Penélope Cruz, Parallel Mothers

Cruz’s seventh pairing with writer-director Pedro Almodóvar finds the Oscar-winning actress playing her sixth mother for him. But there was nothing familiar about her character, Janis, a photographer who, after giving birth to a baby girl, makes a painful discovery that she covers up. “Her moral dilemma was really interesting to play,” Cruz said. “She’s becoming an incredible liar in her own house, and to play somebody that had to become a great liar for her survival gave me crazy adrenaline. But I enjoyed every second of it.”

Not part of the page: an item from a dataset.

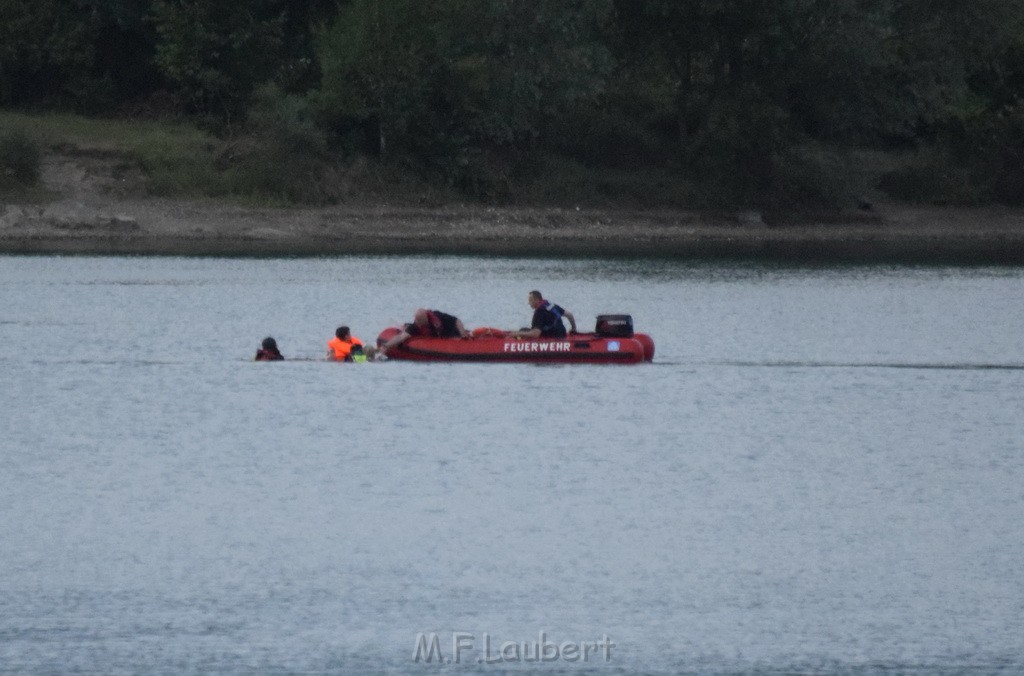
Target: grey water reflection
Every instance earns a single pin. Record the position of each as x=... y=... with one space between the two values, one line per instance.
x=821 y=470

Nicole Kidman, Being the Ricardos

Hollywood lives to celebrate its own, and Kidman, playing one of the most beloved performers of all time, offers Oscar voters plenty to moon over. In Aaron Sorkin’s film about one very bad week in 1952 for Lucille Ball, Kidman incarnates the shrewd, raspy-voiced businesswoman who worked her tail off to “kill” on 36 episodes of comedy a year and the wide-eyed I Love Lucy housewife whose legendary high jinks brought in 60 million viewers a week. It was a daunting task, even if writer-director Sorkin didn’t want impersonations. In the end, Kidman simply looked to the script and found the real woman behind the famous waaaaaaaah!

Kristen Stewart, Spencer

In Pablo Larraín’s biopic/horror movie/surreal family drama, Stewart serves up a complex interpretation of a Lady Diana who is a far cry from the People’s Princess. Unraveling over a dreadful few days at the royal Sandringham estate, Diana encounters ghosts, converses with pheasants and harms herself with a wire cutter. Stewart gracefully blends the well-trod, sympathetic tropes of Lady Di—her doe-eyed,
downcast gaze, her devotion to her sons—with less familiar behavior, like self-absorption, petulance, self-pity. As TheWrap’s Jason Solomons wrote, “It’s certainly a royal biopic like no other and, losing her head like Anne Boleyn before her, Kristen Stewart gives it her all.”

Steve’s Perspective


After back-to-back nominations for 2011’s The Help and 2012’s Zero Dark Thirty, it was clearly only a matter of time until Jessica Chastain won an Oscar. So it’s a shock to realize that Tammy Faye is her first nomination since then—in a year in which this category is unexpectedly wide open. Chastain’s SAG and Critics Choice wins may give her an edge, but Kidman won the Golden Globe, Stewart has a good redemption story after being snubbed by SAG and BAFTA and you can’t underestimate the possibility of international voters rallying behind Cruz.